A total of about $15.5 million of American Rescue Plan Act federal funding for COVID-19 relief covers most of the increase in spending, with much of that for limited positions or programs as opposed to an ongoing expense. Sales tax and utility tax revenues also are expected to go up in 2022.
The city will receive $28.2 million in federal relief funds due to COVID-19. The city received about half of that money in June and will get the rest next June.
2022 budget recap
■ Litter strike team: $1.2 million to clean up the streets of Kent. Will pay for two maintenance workers and contracted services for the next three years. Will use $1 million from the city’s general fund balance and $250,000 from the drainage fund because trash is often found in stormwater catch basins.
■ More police: $693,350 to restore five police officer positions that were frozen in 2020 due to COVID-19 budget cutbacks. The additional positions will increase staffing to 165 officers.
■ Co-responder program: $942,230 to fund a program with a police officer and a mental health worker responding to certain 911 calls.
■ Kent Commons: $715,000 on a new heating, ventilation and air conditioning (HVAC) system and a gym divider curtain for the aging recreation center.
■ New sidewalks: $500,000 from federal relief (American Rescue Plan Act) funds to start a sidewalk matching grant fund with plans to get state or federal grants to help pay for sidewalks. If no matching grants are found, the $500,000 would be used directly for sidewalks.

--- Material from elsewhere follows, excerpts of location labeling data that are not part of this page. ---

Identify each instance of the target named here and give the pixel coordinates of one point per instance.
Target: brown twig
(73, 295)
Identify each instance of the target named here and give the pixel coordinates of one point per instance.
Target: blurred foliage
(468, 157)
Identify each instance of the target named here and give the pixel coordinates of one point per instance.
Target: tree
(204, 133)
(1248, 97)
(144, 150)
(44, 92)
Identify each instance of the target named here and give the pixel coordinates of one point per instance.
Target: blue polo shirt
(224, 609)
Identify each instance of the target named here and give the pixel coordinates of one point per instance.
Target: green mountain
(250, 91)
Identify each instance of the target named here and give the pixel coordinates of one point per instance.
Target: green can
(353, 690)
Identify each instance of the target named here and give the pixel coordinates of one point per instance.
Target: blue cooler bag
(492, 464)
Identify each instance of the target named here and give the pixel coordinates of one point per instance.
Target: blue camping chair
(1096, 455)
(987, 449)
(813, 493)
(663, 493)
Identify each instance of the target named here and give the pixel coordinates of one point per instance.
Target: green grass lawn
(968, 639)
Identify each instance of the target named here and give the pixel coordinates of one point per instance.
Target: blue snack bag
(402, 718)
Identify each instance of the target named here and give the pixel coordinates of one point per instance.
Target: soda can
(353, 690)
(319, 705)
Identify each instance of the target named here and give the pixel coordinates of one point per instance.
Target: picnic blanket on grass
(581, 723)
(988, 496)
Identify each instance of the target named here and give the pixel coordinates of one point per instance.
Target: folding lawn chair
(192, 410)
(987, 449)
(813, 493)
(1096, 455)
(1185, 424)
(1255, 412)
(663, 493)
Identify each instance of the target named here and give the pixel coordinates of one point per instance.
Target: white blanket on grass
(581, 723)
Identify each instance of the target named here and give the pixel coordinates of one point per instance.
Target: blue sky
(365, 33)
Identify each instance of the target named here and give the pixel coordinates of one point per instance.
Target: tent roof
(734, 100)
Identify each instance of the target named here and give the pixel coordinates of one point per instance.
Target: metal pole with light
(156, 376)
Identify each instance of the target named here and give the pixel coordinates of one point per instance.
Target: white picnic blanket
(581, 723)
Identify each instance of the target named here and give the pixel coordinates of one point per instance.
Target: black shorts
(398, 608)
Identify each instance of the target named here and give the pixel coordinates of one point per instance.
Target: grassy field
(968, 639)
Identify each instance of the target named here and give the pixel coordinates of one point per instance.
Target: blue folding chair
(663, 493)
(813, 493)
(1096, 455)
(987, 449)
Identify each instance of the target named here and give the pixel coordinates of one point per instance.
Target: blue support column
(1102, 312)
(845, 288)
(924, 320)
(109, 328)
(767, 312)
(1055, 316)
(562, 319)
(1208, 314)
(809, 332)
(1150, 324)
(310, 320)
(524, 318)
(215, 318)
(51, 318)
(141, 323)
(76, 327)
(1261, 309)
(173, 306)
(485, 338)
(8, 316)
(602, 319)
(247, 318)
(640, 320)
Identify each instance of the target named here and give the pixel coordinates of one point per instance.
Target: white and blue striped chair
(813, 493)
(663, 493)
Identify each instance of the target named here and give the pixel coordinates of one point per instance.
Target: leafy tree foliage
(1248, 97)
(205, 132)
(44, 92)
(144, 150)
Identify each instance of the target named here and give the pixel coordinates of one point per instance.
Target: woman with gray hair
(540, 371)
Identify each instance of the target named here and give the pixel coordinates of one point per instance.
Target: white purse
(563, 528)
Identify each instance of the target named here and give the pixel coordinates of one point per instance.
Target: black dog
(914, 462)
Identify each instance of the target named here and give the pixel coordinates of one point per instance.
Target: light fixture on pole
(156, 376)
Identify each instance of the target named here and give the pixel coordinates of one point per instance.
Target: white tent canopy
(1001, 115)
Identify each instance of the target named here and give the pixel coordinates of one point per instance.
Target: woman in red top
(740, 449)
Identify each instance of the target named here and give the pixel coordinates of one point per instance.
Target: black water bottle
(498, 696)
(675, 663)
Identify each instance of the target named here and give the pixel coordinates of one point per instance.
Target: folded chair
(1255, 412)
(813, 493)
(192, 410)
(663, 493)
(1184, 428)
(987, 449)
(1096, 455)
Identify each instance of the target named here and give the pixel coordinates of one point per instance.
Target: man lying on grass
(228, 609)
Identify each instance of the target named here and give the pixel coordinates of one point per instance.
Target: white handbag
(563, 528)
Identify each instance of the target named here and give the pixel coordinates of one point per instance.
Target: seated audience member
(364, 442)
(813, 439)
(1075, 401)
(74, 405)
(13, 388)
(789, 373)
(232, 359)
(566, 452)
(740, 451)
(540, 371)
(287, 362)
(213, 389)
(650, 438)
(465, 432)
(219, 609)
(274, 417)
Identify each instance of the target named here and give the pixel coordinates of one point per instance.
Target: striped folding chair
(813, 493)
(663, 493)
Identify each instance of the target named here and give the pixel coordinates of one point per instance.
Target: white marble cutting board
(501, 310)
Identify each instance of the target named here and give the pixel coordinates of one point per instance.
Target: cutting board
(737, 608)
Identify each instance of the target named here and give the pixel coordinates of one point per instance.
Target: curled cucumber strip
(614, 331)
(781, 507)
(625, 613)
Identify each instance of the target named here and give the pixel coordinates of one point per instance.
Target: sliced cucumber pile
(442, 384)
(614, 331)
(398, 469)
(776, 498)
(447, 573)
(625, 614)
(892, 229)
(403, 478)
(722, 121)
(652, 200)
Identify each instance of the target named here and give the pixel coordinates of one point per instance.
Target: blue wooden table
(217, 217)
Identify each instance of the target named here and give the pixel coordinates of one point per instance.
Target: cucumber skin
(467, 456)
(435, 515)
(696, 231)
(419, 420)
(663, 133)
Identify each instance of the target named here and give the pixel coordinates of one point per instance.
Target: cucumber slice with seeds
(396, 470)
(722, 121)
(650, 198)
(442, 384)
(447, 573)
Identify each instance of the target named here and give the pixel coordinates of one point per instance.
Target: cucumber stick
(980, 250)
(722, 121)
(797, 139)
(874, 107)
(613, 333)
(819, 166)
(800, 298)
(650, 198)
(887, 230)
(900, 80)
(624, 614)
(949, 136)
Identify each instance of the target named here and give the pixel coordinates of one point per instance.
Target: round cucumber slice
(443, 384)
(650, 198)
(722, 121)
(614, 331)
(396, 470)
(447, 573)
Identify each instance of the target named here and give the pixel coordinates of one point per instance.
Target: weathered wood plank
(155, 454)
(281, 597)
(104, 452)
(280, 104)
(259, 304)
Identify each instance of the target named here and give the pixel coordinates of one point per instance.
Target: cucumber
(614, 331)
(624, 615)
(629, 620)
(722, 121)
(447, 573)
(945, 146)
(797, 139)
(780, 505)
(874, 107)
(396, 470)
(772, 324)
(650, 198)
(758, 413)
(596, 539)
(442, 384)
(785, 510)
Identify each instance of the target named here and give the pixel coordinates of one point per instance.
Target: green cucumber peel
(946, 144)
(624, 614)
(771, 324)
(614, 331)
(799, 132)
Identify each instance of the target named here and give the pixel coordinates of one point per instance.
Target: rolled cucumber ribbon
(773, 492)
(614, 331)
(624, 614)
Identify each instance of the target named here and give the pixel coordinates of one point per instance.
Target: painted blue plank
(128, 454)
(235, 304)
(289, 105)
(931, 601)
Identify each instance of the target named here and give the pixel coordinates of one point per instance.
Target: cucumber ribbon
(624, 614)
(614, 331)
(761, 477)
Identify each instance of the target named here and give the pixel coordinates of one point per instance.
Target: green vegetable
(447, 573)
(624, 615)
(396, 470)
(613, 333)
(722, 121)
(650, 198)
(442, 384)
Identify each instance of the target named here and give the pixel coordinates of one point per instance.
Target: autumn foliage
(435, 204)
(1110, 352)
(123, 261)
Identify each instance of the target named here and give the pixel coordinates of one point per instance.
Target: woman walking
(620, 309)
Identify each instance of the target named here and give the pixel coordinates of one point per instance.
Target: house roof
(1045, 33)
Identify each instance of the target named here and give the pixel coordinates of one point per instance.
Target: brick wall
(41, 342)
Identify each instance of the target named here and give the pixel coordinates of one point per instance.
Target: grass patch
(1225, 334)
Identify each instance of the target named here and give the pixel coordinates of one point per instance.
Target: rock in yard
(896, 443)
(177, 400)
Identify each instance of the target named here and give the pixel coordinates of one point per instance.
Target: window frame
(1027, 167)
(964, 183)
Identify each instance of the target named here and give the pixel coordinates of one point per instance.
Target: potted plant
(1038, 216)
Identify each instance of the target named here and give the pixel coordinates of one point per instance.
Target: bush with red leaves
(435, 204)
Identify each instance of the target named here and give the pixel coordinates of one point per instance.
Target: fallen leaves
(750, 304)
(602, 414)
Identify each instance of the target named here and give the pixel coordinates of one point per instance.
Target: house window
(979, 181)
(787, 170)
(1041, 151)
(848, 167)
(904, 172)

■ Graffiti cleanup: $200,000 in federal relief funds to a King County program to employ homeless people or at-risk youth to remove graffiti around town.
■ Willis Street/Naden improvements: $2.8 million in federal relief funds to move forward with the removal of the northbound 74th Avenue South lane to westbound Willis Street. Drivers wanting to go westbound will need to go east to the roundabout before going west. Drivers westbound on Willis will still be able to use the existing left-turn lane to get to 74th Avenue.
■ Veterans Drive landscaping: $1 million from federal relief funds to install irrigation lines to the planting area that already exists along the street just east of Military Road South. When the city installed landscaping in 2006, no water lines were available. Other types of plants and flowers can be planted with irrigation available, possibly even a red white and blue display.
■ FlexFund: $2.7 million to help small businesses, with the specifics to be determined.
■ Fleet vehicles: $2.2 million to replace 42 aging Kent Police Department and Public Works vehicles.
■ Human services: $1.75 million for a building resiliency program, with details to be determined, but the funding would go to nonprofit organizations in the community.
■ Panther Lake park: $1 million to the Parks Department to create a new park in the Panther Lake area, which was annexed by the city in 2010 and lacks park space.
■ Restored positions: $414,000 brings back four city positions cut during pandemic reductions — two in the permit center, one at the senior center and one street fund engineer.